Throughout their careers, many security professionals have come across people who say: ‘I bet you couldn’t hack me!’
In February 2022, Jake Moore, global cybersecurity advisor at the European firm ESET, took this literally and tried to hack several employees of the same company, using exclusively publicly available information, off-the-shelf tools and social engineering techniques. He shared his experience at DTX Europe on October 13, 2022.
Moore’s aim was to use LinkedIn, a professional social media platform with 800+ million users, including 40% who check it daily. “LinkedIn’s InMail message system gets four times more responses than a traditional email. I wondered if I could use it in a phishing way,” he said.
Get the CEO’s Password
He started to create and build a fake profile called ‘Jessica,’ at first without knowing what to use it for. “LinkedIn says they do a lot to make sure the profiles on their platform are not fake, but their algorithm is pretty poor at that. It basically looks for accounts that have been created in succession – not really what you’ve done with them. If you create an account to look real by creating a history, posting, liking things and making connections, you’ll bypass all of LinkedIn checks,” he added.
This is what the cybersecurity advisor did – by downloading a fake picture from the website ThisPersonDoesNotExist, choosing a female-looking face to leverage some people’s tendency to use LinkedIn as a dating site, creating a fake background in the TV industry and using a fake position at the UK national channel ITV.
“Within a month, I got many interactions and people were very friendly with me. She got more followers than me within about two months,” Moore recalled.
At this point, Moore still didn’t have a target: “I had this profile in my back pocket.

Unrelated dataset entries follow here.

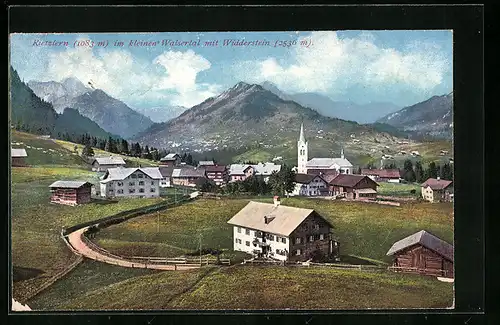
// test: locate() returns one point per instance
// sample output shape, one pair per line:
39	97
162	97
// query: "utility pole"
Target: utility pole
200	248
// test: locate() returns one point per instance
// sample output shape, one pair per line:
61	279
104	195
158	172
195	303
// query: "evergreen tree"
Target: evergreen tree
419	172
408	173
87	151
432	171
446	172
189	159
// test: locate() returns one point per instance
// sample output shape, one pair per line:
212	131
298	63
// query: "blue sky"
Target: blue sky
403	67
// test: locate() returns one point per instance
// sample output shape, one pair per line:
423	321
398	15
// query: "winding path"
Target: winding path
75	240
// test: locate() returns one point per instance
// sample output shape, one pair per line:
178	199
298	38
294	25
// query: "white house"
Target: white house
310	185
102	164
131	182
240	172
281	232
166	176
316	165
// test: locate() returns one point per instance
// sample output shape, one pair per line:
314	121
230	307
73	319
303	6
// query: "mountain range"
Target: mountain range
249	115
346	110
109	113
432	117
162	114
33	114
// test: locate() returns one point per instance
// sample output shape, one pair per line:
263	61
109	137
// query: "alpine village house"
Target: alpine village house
422	253
283	233
437	190
102	164
70	192
18	156
131	182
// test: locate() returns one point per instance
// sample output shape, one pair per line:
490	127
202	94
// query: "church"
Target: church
323	166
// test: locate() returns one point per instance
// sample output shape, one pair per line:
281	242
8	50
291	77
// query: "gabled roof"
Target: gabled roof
266	168
238	169
206	163
306	178
218	168
69	184
320	163
382	173
437	184
166	171
349	180
187	172
286	219
18	153
110	160
170	156
427	240
120	173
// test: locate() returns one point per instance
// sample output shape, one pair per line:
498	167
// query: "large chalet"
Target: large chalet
282	232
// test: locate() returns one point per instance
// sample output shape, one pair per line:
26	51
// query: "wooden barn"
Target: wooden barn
422	253
354	187
70	192
18	156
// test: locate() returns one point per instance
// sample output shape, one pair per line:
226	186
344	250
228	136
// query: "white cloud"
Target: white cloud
332	65
170	77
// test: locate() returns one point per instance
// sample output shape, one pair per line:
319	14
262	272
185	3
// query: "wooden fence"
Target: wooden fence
418	270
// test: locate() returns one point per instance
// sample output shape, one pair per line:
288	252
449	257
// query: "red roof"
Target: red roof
382	173
437	184
216	168
349	180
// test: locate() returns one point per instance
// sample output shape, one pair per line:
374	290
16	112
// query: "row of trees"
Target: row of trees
121	146
417	173
279	183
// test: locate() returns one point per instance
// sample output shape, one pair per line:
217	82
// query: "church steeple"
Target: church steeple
302	152
301	137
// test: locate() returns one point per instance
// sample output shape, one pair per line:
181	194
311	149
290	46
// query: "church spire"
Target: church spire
302	138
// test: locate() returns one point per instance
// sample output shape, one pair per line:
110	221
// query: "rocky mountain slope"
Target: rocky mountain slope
109	113
346	110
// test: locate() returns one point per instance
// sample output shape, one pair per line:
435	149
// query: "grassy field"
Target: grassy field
398	189
364	230
92	287
36	224
45	151
131	161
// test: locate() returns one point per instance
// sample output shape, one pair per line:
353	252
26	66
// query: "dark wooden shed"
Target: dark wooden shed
422	253
70	192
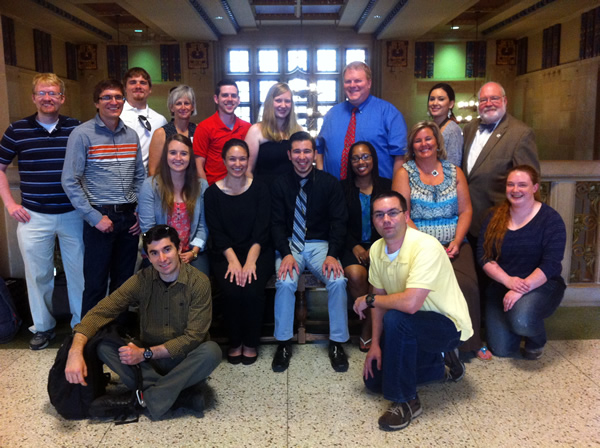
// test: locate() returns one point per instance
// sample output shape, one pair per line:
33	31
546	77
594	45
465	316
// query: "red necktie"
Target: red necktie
348	141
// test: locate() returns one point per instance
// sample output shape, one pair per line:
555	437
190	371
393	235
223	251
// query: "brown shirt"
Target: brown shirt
177	316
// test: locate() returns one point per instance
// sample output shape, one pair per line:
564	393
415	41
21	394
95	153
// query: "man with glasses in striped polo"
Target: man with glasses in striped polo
102	176
39	142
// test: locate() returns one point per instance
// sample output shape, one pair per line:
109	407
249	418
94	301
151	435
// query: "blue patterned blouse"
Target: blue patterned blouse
434	208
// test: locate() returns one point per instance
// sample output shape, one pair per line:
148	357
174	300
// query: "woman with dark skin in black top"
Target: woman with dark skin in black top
362	184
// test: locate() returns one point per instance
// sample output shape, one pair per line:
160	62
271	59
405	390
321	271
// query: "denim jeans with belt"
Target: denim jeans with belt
108	255
505	329
411	353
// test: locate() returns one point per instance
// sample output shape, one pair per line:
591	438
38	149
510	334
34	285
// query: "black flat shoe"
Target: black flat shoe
247	360
234	359
281	360
337	356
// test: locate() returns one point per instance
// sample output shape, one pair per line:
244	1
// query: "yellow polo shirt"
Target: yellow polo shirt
422	263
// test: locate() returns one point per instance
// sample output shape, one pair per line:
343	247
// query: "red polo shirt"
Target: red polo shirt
209	139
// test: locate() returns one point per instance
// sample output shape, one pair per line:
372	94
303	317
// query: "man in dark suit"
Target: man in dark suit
494	144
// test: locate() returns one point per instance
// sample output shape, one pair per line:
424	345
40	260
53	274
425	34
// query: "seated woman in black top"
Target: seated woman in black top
242	260
521	247
362	184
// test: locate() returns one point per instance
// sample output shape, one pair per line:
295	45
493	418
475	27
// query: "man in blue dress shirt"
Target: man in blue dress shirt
377	122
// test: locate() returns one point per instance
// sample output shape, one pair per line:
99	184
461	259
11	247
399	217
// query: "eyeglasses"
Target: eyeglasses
393	213
111	97
491	99
144	122
364	158
42	94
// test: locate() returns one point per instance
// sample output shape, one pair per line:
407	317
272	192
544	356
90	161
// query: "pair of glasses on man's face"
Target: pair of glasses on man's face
51	94
393	213
107	98
144	122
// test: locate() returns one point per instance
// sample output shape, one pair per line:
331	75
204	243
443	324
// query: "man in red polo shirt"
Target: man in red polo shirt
212	133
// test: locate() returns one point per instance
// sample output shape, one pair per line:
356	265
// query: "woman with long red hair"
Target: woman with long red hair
521	247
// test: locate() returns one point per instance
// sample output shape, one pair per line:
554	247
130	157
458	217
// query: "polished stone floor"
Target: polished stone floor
502	403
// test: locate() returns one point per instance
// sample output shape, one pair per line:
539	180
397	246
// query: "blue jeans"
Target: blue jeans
36	242
312	258
107	255
524	319
411	353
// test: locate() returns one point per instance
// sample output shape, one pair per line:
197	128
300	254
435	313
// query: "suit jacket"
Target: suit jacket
512	143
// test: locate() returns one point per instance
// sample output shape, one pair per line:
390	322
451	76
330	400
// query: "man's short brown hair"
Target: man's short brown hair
48	78
137	71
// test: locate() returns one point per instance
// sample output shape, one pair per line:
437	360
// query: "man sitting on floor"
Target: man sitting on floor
175	309
418	307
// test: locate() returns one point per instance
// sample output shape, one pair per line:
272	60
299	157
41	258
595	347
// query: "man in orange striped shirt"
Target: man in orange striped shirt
102	175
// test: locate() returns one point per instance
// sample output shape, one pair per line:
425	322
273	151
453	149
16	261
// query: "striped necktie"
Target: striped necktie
348	142
299	231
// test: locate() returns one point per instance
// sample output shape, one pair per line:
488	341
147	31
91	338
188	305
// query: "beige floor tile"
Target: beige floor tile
583	354
532	418
502	403
9	356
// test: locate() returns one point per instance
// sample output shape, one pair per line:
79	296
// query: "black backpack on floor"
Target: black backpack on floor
72	401
9	319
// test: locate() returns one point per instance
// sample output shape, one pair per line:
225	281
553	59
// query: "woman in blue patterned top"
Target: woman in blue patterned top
439	204
521	246
362	184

I don’t know when, but I’m going to use it one day,” he said.
He did so a few months later when the CEO of a company invited him to hack him and do a presentation at their next online event. “I didn’t want to target the CEO directly because he was aware I was going to hack him, so I sent his personal assistant a form requesting an interview for ITV, which she sent to him, and I got him to give me his password.”

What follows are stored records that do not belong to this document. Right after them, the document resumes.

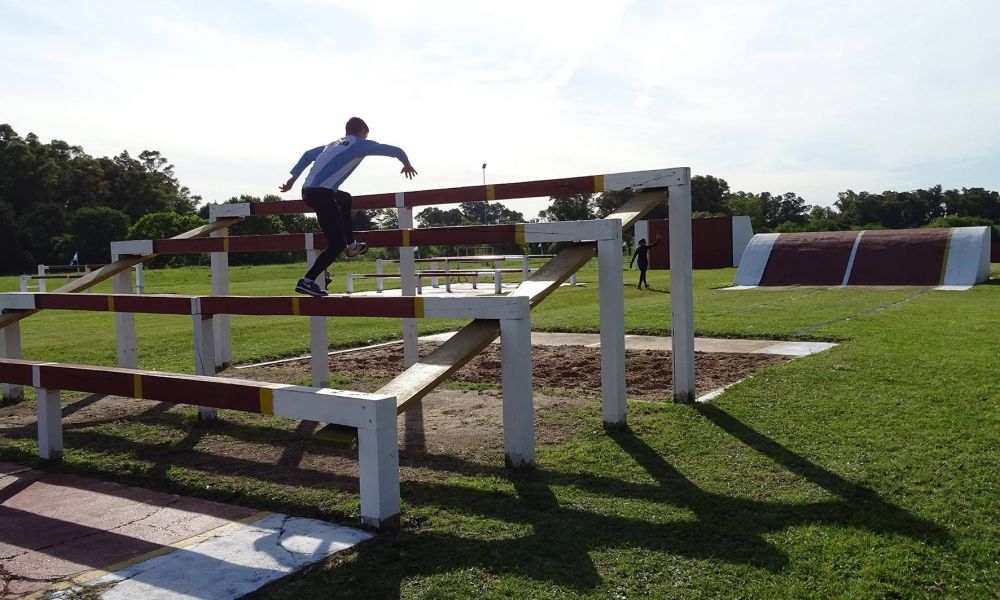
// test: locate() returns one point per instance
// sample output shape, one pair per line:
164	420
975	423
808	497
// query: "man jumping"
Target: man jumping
332	164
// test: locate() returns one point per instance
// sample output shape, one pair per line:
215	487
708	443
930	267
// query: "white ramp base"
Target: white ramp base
229	565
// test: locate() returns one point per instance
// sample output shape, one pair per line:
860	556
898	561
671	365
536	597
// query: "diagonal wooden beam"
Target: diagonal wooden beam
106	272
414	383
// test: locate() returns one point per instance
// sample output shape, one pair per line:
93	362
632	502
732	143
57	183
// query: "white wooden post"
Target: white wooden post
518	406
319	342
41	280
125	323
612	313
378	467
49	413
10	347
681	293
220	287
204	353
140	279
408	283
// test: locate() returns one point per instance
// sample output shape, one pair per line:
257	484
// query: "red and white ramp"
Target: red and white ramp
955	258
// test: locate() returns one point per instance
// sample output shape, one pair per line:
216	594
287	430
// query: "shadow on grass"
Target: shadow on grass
558	540
530	534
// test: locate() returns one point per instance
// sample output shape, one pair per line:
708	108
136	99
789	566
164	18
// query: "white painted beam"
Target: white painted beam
612	314
518	401
681	292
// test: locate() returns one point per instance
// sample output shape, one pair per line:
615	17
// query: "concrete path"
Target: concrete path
61	530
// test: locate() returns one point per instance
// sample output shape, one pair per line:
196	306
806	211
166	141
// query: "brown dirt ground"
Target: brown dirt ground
456	422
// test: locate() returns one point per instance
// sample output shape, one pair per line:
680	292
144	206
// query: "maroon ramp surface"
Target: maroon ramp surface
814	258
900	257
54	526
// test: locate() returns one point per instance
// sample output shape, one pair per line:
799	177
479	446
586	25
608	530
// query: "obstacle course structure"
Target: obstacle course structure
955	258
717	242
506	316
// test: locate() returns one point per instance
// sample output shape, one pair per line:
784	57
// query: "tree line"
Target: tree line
788	212
57	201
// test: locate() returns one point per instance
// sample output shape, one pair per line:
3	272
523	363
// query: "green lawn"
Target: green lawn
867	471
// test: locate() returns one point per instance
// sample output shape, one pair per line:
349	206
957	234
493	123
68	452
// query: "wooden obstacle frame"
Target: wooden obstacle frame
213	335
372	415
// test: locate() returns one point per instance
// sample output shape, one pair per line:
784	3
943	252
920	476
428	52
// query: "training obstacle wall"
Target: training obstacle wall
716	242
951	258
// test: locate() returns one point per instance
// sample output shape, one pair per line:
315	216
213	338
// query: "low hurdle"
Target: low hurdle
372	415
511	314
434	272
434	275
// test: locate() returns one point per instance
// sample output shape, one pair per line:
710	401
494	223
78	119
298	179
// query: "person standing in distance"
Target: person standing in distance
331	165
642	254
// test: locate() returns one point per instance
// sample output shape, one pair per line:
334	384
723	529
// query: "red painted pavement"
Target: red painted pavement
54	527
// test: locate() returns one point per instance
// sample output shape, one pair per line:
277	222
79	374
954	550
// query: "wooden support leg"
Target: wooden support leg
378	466
681	294
612	313
319	347
204	358
10	347
49	424
128	354
518	405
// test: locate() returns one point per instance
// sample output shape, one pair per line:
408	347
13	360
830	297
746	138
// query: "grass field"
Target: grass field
869	471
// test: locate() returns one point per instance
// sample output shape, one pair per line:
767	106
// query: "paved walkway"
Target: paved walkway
61	530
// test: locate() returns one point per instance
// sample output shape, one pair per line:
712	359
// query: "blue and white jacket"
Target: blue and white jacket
333	163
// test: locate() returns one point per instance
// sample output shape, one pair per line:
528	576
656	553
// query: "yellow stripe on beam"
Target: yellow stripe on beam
266	401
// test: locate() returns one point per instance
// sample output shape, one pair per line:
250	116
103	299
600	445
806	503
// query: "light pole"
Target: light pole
486	203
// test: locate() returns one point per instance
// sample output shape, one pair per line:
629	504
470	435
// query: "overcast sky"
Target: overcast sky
808	96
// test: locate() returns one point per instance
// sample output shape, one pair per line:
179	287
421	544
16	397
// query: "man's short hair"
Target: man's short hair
355	126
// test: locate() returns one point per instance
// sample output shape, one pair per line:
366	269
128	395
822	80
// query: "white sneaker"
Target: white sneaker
356	248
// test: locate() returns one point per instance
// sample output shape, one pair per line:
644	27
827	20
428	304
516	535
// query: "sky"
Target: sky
809	96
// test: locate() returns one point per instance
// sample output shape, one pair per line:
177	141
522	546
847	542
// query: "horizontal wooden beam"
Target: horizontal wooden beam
568	186
561	231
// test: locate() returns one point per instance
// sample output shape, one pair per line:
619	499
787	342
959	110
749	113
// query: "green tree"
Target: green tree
708	194
163	225
578	207
435	217
93	229
745	203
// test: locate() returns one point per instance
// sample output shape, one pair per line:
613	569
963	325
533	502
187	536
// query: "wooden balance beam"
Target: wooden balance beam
371	416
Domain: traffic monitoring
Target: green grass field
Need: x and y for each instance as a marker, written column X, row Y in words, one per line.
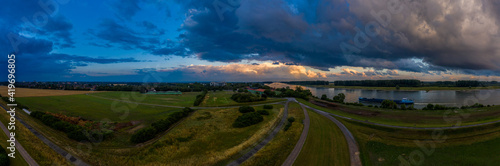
column 218, row 98
column 325, row 144
column 184, row 100
column 38, row 150
column 468, row 146
column 19, row 160
column 414, row 118
column 405, row 88
column 206, row 138
column 96, row 109
column 278, row 149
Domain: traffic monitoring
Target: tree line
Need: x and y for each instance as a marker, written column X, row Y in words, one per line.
column 380, row 83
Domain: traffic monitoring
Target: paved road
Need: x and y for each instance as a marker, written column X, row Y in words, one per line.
column 169, row 106
column 298, row 147
column 351, row 142
column 19, row 147
column 68, row 156
column 263, row 143
column 415, row 128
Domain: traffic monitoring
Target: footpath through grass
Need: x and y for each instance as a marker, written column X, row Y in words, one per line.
column 278, row 149
column 38, row 150
column 96, row 109
column 325, row 144
column 413, row 118
column 467, row 146
column 206, row 138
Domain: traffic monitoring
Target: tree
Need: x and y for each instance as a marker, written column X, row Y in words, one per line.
column 246, row 109
column 324, row 97
column 389, row 104
column 339, row 98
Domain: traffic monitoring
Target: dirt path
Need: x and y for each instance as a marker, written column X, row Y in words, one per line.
column 169, row 106
column 19, row 147
column 298, row 147
column 351, row 142
column 263, row 143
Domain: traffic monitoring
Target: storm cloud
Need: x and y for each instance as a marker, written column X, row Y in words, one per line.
column 420, row 36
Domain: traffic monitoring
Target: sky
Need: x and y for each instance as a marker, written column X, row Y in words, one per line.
column 250, row 40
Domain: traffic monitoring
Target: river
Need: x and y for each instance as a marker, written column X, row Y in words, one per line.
column 449, row 98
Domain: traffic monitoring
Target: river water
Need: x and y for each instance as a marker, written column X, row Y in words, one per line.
column 449, row 98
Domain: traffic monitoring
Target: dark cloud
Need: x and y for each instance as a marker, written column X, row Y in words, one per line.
column 113, row 33
column 127, row 9
column 426, row 36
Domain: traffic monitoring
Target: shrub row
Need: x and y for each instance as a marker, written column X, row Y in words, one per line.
column 246, row 109
column 289, row 124
column 159, row 126
column 268, row 106
column 6, row 99
column 248, row 119
column 199, row 98
column 73, row 131
column 263, row 112
column 247, row 97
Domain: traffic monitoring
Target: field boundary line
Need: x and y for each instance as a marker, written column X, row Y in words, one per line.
column 300, row 143
column 68, row 156
column 264, row 142
column 351, row 142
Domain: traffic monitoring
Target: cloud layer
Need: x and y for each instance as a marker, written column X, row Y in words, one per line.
column 424, row 36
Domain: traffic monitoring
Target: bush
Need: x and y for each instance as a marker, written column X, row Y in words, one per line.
column 162, row 125
column 78, row 134
column 37, row 114
column 287, row 126
column 245, row 109
column 159, row 126
column 199, row 98
column 143, row 135
column 4, row 158
column 389, row 104
column 268, row 106
column 247, row 97
column 263, row 112
column 339, row 98
column 248, row 119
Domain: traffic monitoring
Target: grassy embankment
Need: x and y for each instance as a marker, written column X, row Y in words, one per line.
column 206, row 138
column 19, row 160
column 223, row 98
column 38, row 150
column 405, row 88
column 28, row 92
column 278, row 149
column 384, row 146
column 468, row 146
column 213, row 126
column 412, row 118
column 325, row 144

Hack the Employees by Flirting
Moore shared his experience at the online event. Following his presentation, the CISO of a big law firm in Bournemouth asked Moore to use his fake female LinkedIn profile to try and do the same with her colleagues.
The CISO gave Moore a list of names and contacts from her firm, and he started adding some on LinkedIn. He then decided to create an Instagram profile for Jessica. “After that, I got 65% of people who accepted my request on LinkedIn and 80% on Instagram.”
Then, he turned Jessica’s TV background into a law one to increase the credibility of her LinkedIn and Instagram requests.
Moore, aka Jessica, then messaged these connections, saying she was looking for a job and thought their company was exciting, but that she was also looking elsewhere and wanted to know what “the vibe” was, Moore explained. “Three people added Jessica and responded very quickly,” he added.
The three, all men, started using flirtatious language. Moore used the situation to his advantage and sent them a link to the job Jessica was supposed to apply to, asking for their opinions.
He played around with them, sending them wrong PDF and ZIP files, which they all clicked.
Suddenly, Moore realized all three had blocked Jessica’s profile.
“Then I got a phone call from the company’s CISO. She asked me: ‘Are you Jessica and are you attacking us via LinkedIn?’ I said I was. She said: ‘Oh my God, what have they done? They told me they did something they shouldn’t have on their work computers.’ That was the result I wanted!”
All three targets could have been hacked, but “at least they reported it to their CISO when they realized,” praised Moore.
“The CISO then told me: ‘You made one vital error: those three men sat together in a row and were all talking about that girl they were chatting with.’ Who knows where it would have stopped if I had targeted different people all over the company.”